3:00 am on Dec 23, 2014 (gmt 0)

WebmasterWorld Senior Member 10+ Year Member Top Contributors Of The Month



My issue with the 404 or 410 is that the site is a navigation site in Australia and some area / location names are quite lengthy and difficult to get correct when spelling. I just don't want any of our human users suffering because they don't know the correct spelling for the place they're looking for on our site.

I haven't read through the whole tread [really only skimmed portions], but one of the things that jumps out to me is PHP's pspell [php.net...] with a custom dictionary containing valid place names so you don't need/have to accept queries that are invalid when compared to your custom dictionary of valid place names might be a good option in this case.
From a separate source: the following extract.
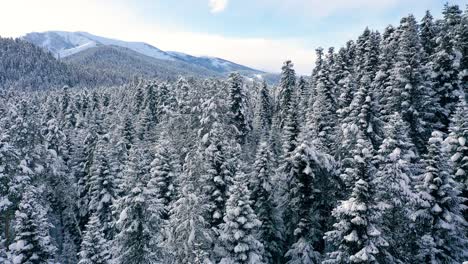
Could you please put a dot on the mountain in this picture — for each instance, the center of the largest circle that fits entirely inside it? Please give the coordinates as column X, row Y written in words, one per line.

You might also want to look into homophone, metaphone and soudex algorithms available to narrow down what visitors really mean -- They apply well in some cases, but not as well in others, so which is best or should be used in a specific situation is, well, situational, IME.

EvilSaint

4:48 am on Dec 23, 2014 (gmt 0)

10+ Year Member



@RobertCharlton and @theMadScientist - we have an autocomplete on our site which kicks in when you enter any two letters.

However, the site is not only place and location names but also business listings which tend to have even more unique and difficult names at the best of times with incorporation of apostrophes and other special characters.

So we've got the location stuff down pat using our autocomplete for the human users.

@lucy24 - great suggestion with the additional -null-null type queries and limiting those algorithmically. I'll have a chat to the devs on a way to process these.

Thank you all for your suggestions and help with troubleshooting!

TheMadScientist

6:13 am on Dec 23, 2014 (gmt 0)

WebmasterWorld Senior Member 10+ Year Member Top Contributors Of The Month



...we have an autocomplete on our site which kicks in when you enter any two letters.

Does it limit entries to keep you from getting overloaded, or does it simply correct the entries it sees as incorrect while loading an actual page? If it doesn't limit the entries and serve a 404 for incorrect entries, rather than providing suggestions and loading a page of results even though an entry is incorrect, I can see how your server might get overloaded -- Hope that makes sense.